1.         De beoordeling

De voorzitter overweegt dat artikel 58, tweede en vijfde lid, van de Bvt bepaalt dat het klaagschrift uiterlijk op de zevende dag na het bekend worden aan klager moet worden ingediend; als dag van indiening geldt de dag van ontvangst door de secretaris van de beklagcommissie dan wel de dagtekening van verzending van het klaagschrift door de inrichting; termijnoverschrijding wordt niet tegengeworpen als redelijkerwijs niet kan worden geoordeeld dat de verpleegde in verzuim is geweest.

Op grond van artikel 57, eerste lid, van de Bvt staat tegen een beslissing tot beperking van de bewegingsvrijheid als bedoeld in artikel 33 van de Bvt beklag open nadat de bedoelde beperking een week heeft geduurd.
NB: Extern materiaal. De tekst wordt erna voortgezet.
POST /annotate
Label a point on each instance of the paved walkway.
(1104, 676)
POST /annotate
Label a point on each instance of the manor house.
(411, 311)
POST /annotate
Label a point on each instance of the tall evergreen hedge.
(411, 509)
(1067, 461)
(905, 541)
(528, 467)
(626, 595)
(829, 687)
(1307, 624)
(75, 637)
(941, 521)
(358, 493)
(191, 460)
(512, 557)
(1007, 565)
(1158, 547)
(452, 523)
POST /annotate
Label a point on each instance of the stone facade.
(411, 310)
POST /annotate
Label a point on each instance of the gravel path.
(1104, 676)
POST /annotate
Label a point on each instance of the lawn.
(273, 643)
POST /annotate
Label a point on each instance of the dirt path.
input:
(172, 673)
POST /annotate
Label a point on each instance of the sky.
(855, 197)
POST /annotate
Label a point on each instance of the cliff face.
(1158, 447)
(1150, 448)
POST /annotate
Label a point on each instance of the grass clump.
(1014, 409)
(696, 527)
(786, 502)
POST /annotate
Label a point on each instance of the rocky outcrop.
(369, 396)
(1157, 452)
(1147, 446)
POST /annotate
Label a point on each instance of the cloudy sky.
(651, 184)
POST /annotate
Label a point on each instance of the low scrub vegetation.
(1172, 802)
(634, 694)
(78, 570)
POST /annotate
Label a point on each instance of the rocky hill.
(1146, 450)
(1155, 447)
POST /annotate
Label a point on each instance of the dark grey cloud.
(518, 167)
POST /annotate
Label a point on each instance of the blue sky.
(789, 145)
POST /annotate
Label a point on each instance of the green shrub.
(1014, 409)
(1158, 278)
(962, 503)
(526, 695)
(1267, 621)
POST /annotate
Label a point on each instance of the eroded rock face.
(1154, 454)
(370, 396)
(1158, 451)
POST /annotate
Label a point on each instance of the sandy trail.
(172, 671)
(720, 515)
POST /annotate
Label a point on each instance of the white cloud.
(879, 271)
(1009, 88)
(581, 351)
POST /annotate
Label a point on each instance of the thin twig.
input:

Volgens vaste jurisprudentie van de beroepscommissie is daarom voor de ontvankelijkheid van de klacht – en daarmee het schorsingsverzoek – de duur van de maatregel ten tijde van het beoordelen bepalend. Ten tijde van het beoordelen van het schorsingsverzoek duurde de bedoelde beperking meer dan een week. Verzoeker kan dus worden ontvangen in zijn verzoek.

Uit de inlichtingen van het hoofd van de instelling komt naar voren dat de beperking van de bewegingsvrijheid is beëindigd op 23 juli 2020. Het verzoek kan dus niet meer tot het beoogde resultaat leiden. Verzoeker heeft dan ook geen belang meer bij een toewijzing van het verzoek. De voorzitter zal het verzoek daarom afwijzen.

2.         De uitspraak

De voorzitter wijst het verzoek af.

Aldus gegeven door mr. R.M. Maanicus, voorzitter, in tegenwoordigheid van mr. P. de Vries, secretaris, op 24 juli 2020.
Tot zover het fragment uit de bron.